The results were shown at both the Glasgow Science Centre and the Manchester Museum. They were then taken in by the University of Salford and form the basis for the Birth Rites Collection, which claims to be the world’s “first and only collection of contemporary artwork dedicated to the subject of childbirth”. It is housed at the School of Nursing, Midwifery and Social Care in the Mary Seacole Building, originally on the floor devoted to midwifery.
The collection relies on donations and now consists of about 70 works in a variety of media, dealing with the whole process from conception through to breastfeeding as well as the themes of infertility and miscarriage.
Liv Pennington’s Private View, for example, was created by going to a nightclub and asking women to pee on to a pregnancy test. The results are all displayed in a geometric format along with comments such as “I’m scared of being pregnant even though I’m not having sex”, “I’d better not be or I’m Buggered” and “Jo dared me to do this – the beer was a bonus”. There were cases where women were startled to discover that they were pregnant during the project.
Although Ms Knowles stresses that it is “an art collection, not a collection of educational tools”, she also notes that “the midwives see its potential in stimulating discussion”, leading to an impact on teaching and even social policy.
Issues raised by the work, according to the BRC website, include “the shift towards medical intervention in birth”, “how free women are to give birth in a way they want” and “who controls the process of childbirth and why”.
“There is so much work on this subject and it doesn’t get the attention it deserves,” argued Ms Knowles, because images of childbirth “still feel incredibly taboo”.

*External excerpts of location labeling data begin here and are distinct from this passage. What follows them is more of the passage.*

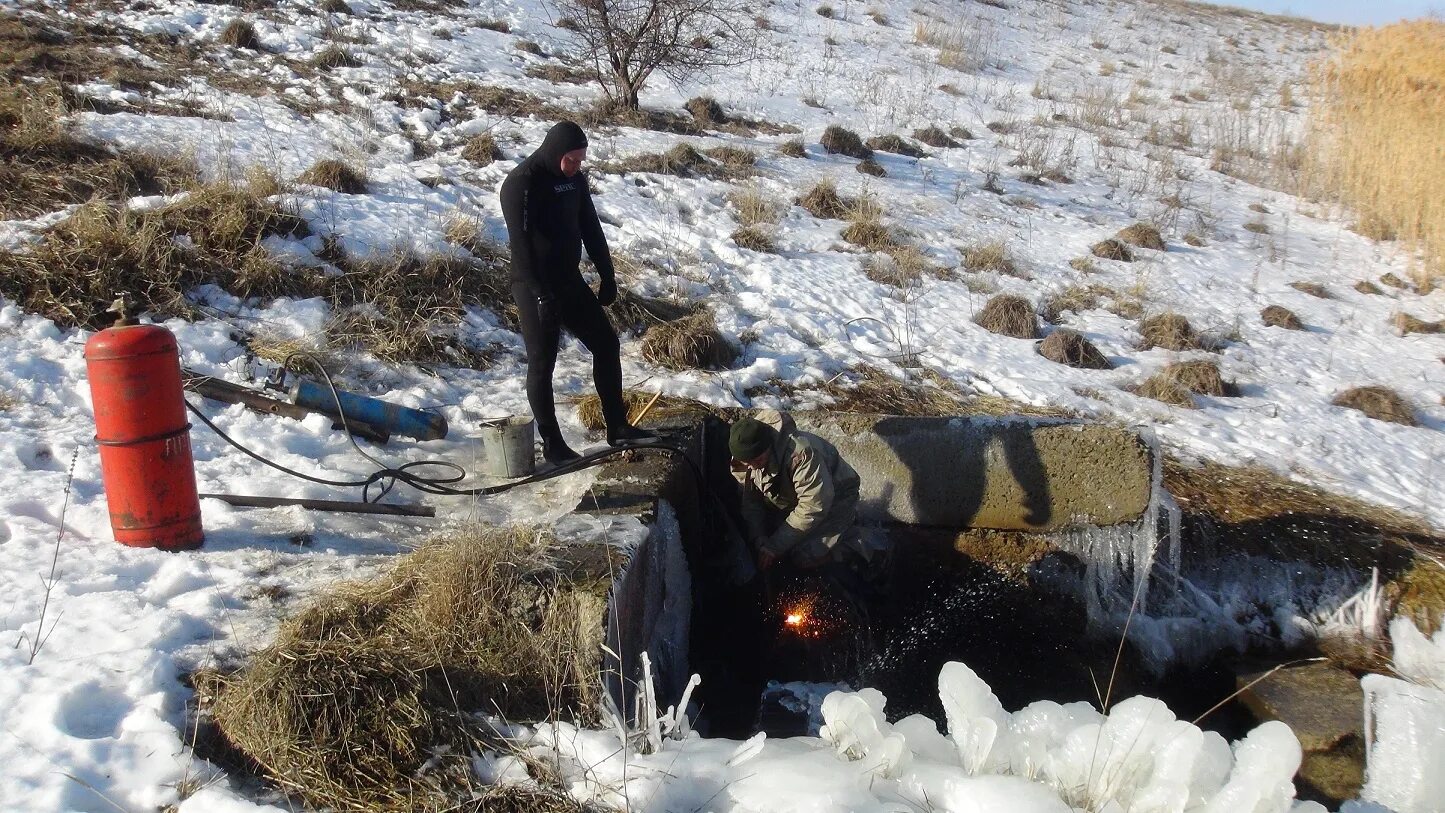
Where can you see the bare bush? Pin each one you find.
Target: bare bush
(629, 41)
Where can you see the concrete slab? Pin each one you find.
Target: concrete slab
(983, 472)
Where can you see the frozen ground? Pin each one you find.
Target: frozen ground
(1137, 104)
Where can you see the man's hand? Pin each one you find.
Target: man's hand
(546, 311)
(607, 292)
(766, 559)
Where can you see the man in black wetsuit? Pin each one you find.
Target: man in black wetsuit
(549, 215)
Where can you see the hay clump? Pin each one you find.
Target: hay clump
(1200, 377)
(1312, 289)
(1163, 390)
(1406, 325)
(1009, 315)
(935, 137)
(893, 143)
(240, 33)
(1113, 250)
(1145, 236)
(1072, 350)
(1169, 331)
(665, 410)
(872, 168)
(481, 150)
(1280, 316)
(705, 110)
(348, 705)
(840, 140)
(1380, 403)
(691, 342)
(824, 201)
(335, 175)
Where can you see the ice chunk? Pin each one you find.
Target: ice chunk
(977, 722)
(1405, 744)
(1418, 657)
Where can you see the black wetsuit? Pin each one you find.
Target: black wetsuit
(549, 218)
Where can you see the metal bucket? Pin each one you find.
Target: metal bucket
(509, 446)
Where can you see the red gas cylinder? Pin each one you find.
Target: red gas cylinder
(143, 436)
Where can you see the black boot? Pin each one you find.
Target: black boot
(627, 433)
(557, 452)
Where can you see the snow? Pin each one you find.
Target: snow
(98, 718)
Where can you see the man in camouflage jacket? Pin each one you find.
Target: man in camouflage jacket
(799, 497)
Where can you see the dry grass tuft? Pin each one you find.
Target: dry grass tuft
(840, 140)
(935, 137)
(1009, 315)
(334, 57)
(893, 143)
(691, 342)
(1113, 250)
(1380, 403)
(335, 175)
(824, 201)
(481, 150)
(1312, 289)
(872, 168)
(1200, 377)
(1374, 135)
(1280, 316)
(351, 703)
(755, 207)
(1072, 350)
(1169, 331)
(240, 33)
(705, 110)
(665, 410)
(44, 166)
(1406, 325)
(1163, 390)
(989, 257)
(1145, 236)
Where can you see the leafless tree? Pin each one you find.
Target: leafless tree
(627, 41)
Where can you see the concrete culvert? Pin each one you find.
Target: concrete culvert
(1145, 236)
(1380, 403)
(1280, 316)
(1169, 331)
(1009, 315)
(1113, 250)
(1072, 350)
(691, 342)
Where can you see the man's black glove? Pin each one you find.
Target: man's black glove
(546, 311)
(607, 292)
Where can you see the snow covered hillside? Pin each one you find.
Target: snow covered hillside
(1029, 132)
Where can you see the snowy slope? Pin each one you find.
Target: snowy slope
(97, 719)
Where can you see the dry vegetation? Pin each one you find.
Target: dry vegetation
(691, 342)
(1376, 132)
(1072, 350)
(1009, 315)
(348, 706)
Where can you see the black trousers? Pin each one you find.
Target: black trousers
(577, 309)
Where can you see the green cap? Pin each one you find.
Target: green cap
(749, 438)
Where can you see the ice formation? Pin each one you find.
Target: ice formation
(1044, 758)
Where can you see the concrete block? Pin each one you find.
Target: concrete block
(1009, 474)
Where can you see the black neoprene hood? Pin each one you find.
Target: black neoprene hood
(561, 139)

Hermione Wiltshire’s digital print, Unmedicated, first time mother (Terese experiencing birth ecstasy) from Ina May Gaskin's archive, captures the moment of “crowning” – and had to be moved away from the entrance doorway when it was first shown in the Birth Rites exhibition.

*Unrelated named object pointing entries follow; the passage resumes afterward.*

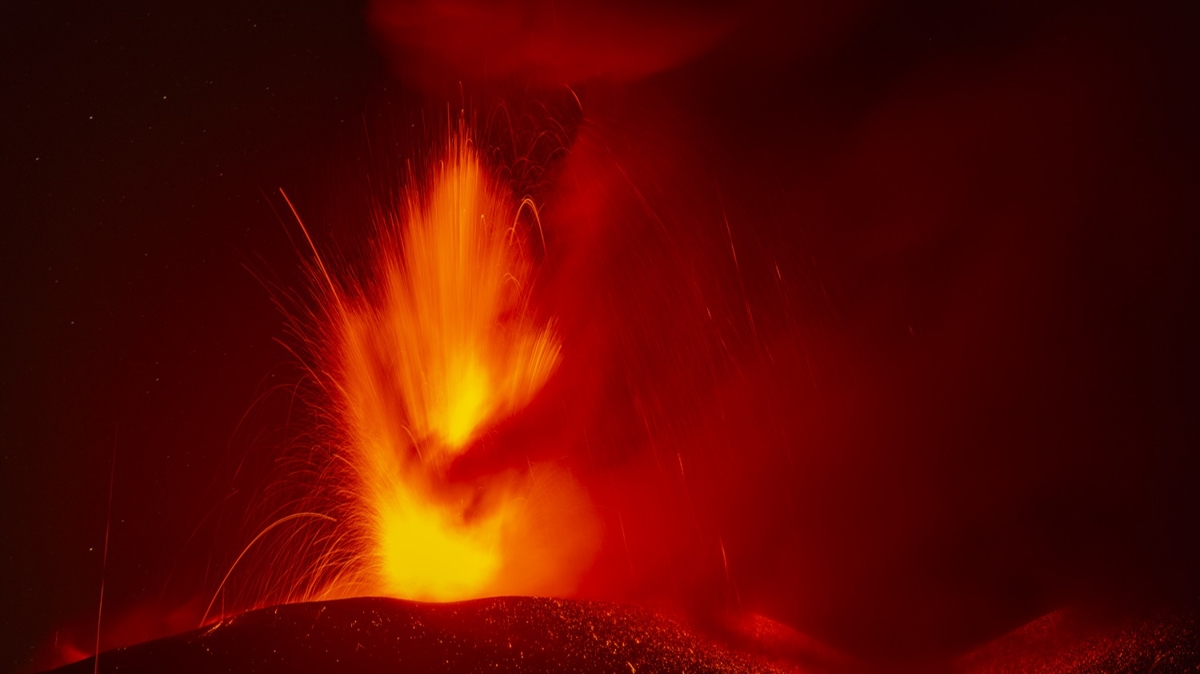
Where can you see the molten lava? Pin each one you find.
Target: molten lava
(439, 345)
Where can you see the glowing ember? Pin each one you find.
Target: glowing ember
(442, 344)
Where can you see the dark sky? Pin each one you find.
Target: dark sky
(1014, 181)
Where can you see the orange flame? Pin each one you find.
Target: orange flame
(442, 345)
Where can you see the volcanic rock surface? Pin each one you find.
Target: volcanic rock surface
(370, 635)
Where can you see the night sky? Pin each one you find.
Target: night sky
(955, 381)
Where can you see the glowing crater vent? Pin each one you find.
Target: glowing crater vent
(441, 345)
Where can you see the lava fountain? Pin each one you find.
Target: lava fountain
(441, 343)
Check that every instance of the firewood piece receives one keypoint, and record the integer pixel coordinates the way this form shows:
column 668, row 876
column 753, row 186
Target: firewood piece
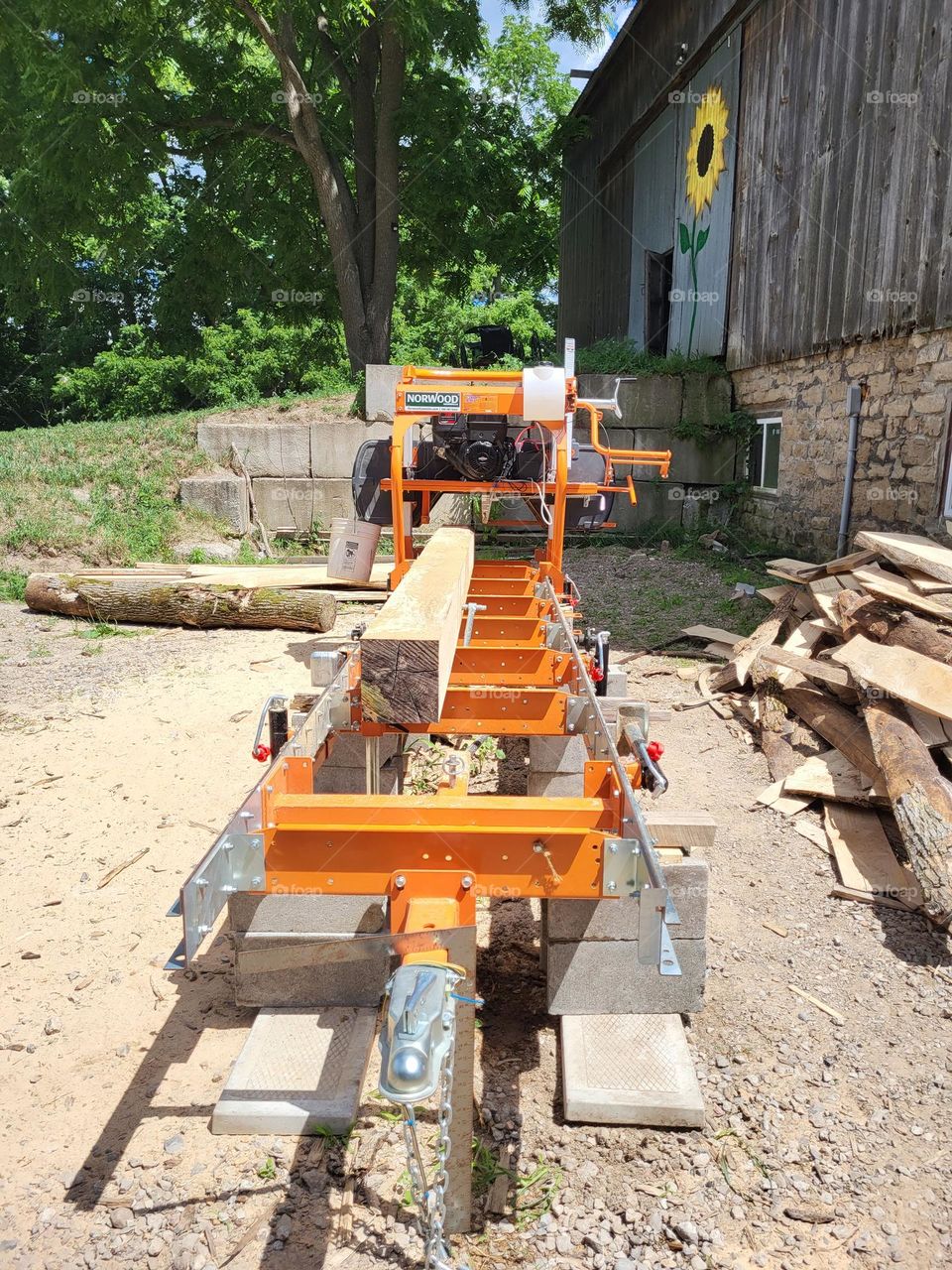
column 408, row 649
column 746, row 652
column 832, row 776
column 833, row 721
column 921, row 804
column 898, row 672
column 144, row 598
column 890, row 585
column 807, row 666
column 888, row 626
column 864, row 855
column 910, row 549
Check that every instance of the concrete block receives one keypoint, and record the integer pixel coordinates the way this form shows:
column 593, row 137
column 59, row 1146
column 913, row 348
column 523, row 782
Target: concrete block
column 381, row 384
column 334, row 444
column 557, row 753
column 299, row 504
column 630, row 1070
column 604, row 976
column 298, row 1072
column 266, row 448
column 225, row 497
column 658, row 503
column 574, row 920
column 284, row 921
column 556, row 785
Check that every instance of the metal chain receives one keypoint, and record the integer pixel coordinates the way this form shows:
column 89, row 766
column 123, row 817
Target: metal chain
column 431, row 1201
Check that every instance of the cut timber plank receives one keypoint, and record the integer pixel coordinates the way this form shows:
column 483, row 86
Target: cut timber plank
column 921, row 804
column 807, row 666
column 408, row 649
column 865, row 857
column 924, row 583
column 690, row 830
column 890, row 585
column 788, row 804
column 746, row 652
column 832, row 776
column 793, row 571
column 910, row 549
column 901, row 674
column 712, row 633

The collection has now moved to a more prominent place within the Mary Seacole Building and is being relaunched this week with additional work by 11 new artists.
Ana Casas Broda’s Kinderwunsch consists of a series of photographs and prints documenting her fertility treatment. Bella Milroy’s Sharing the Gift from Eleanor (Woven Arms) shows the artist’s mother holding a stillborn child. And Billie Bond’s A Link With the Past is a stoneware and ceramic sculptural group of a pregnant and a breastfeeding woman in an ancient Egyptian style.
The opening will be marked by talks, performance and a “twerkshop” by PhD student Fannie Sosa, who once told an interviewer that she “twerk[ed] to remember my roots; my foremothers that danced with their ass since the dawn of humanity and mastered their fertility outside of phallic towers of control like the state and the church. Twerking is intrinsically linked with women in control of their bodies and their wombs.”